Editor:
Last week I was set to compliment the City Council for its sensible conclusion that a moratorium on marijuana dispensaries in Sweet Home was to be enacted. I don’t know if I misread the paper or a wind of change occurred, but with today’s The New Era I find that these otherwise sensible people are out of their ever-lovin’ minds!
Here we spend millions to re-educate a populace concerning the ills of using tobacco and drugs, and then blithely participate in the process to make the carcinogenic, mind-impairing drug marijuana legal for the populace to enjoy.
Is anyone fooled by the term “medical?” If so, I have a mantra for you to recite in your meditative chant: “Oh wa ta foo lie am.” Start slowly; increase the meter with each repetition and true enlightenment will be yours. That is, provided you didn’t make yourself stupid by smoking a “medical joint” first.
If this were a medical initiative, why isn’t it dispensed with a prescription as are other medicines used to treat people?
Why are we ignoring research by the NIDA, a department of the U.S. DHHS’ National Institutes of Health, which reports Cannabis sativa is “psychoactive (mind-altering),” that it “over-activates the endocannabinoid system, causing … effects [that] include altered perceptions and mood, impaired coordination, difficulty with thinking and problem solving, and disrupted learning and memory [that it] affects brain development.”

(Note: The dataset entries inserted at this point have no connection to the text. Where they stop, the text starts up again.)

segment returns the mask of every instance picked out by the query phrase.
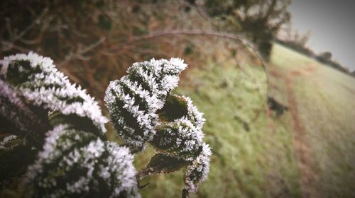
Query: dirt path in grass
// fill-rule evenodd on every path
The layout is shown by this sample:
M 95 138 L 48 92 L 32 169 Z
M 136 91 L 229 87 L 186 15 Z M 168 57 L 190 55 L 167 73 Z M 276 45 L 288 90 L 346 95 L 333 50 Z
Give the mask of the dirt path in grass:
M 273 77 L 283 78 L 285 83 L 288 106 L 293 120 L 293 142 L 300 169 L 301 191 L 303 197 L 321 197 L 321 196 L 316 188 L 318 175 L 313 170 L 311 149 L 307 142 L 305 128 L 300 120 L 294 85 L 297 77 L 312 75 L 316 69 L 316 66 L 310 66 L 291 71 L 283 75 L 273 68 L 270 72 Z

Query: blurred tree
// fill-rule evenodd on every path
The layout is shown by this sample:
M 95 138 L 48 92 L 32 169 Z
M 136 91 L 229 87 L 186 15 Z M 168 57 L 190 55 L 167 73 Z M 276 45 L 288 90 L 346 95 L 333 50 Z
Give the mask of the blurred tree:
M 197 4 L 197 1 L 190 1 Z M 290 0 L 206 0 L 204 6 L 212 17 L 227 21 L 234 31 L 246 33 L 268 59 L 271 42 L 281 25 L 289 22 Z

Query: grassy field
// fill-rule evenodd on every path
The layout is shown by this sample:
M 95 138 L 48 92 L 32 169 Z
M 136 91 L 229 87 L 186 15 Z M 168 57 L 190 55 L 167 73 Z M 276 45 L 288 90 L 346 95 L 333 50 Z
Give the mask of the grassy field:
M 192 197 L 354 197 L 355 78 L 280 45 L 267 76 L 230 62 L 186 72 L 175 92 L 204 112 L 214 153 L 209 180 Z M 288 110 L 268 113 L 268 95 Z M 143 197 L 178 197 L 182 171 L 145 182 Z
M 183 74 L 175 92 L 204 113 L 214 153 L 191 197 L 355 197 L 355 78 L 278 45 L 272 54 L 266 72 L 226 61 Z M 269 110 L 268 96 L 288 110 Z M 153 155 L 137 155 L 138 169 Z M 182 174 L 145 178 L 142 197 L 180 197 Z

Further, that “marijuana smoke is an irritant to the lungs, and frequent marijuana smokers can have many of the same respiratory problems experienced by tobacco smokers, such as daily cough and phlegm production, more frequent acute chest illness, and a heightened risk of lung infections.”
By all means ignore studies reported by the American Cancer Society that show marijuana users have a “4.8-fold increase in the risk of heart attack after the first hour of smoking the drug,” that studies link its “chronic use and mental illness” and that its use can cause “a temporary psychotic reaction (involving hallucinations and paranoia).”
A medicine that alters perception and judgment should be dispensed like other drugs – by a licensed physician who can review prescription renewal with the benefits of using a drug, and through a pharmacist trained to dispense what the physician approved.
A plant with questionable quantitative medicinal value which, when ingested, makes people stupid, should be outlawed. Oh yeah, that’s right, it is!
If our drug problems in Sweet Home were not bad enough, our City Council has just contributed to making them worse – a sad day for our community, indeed.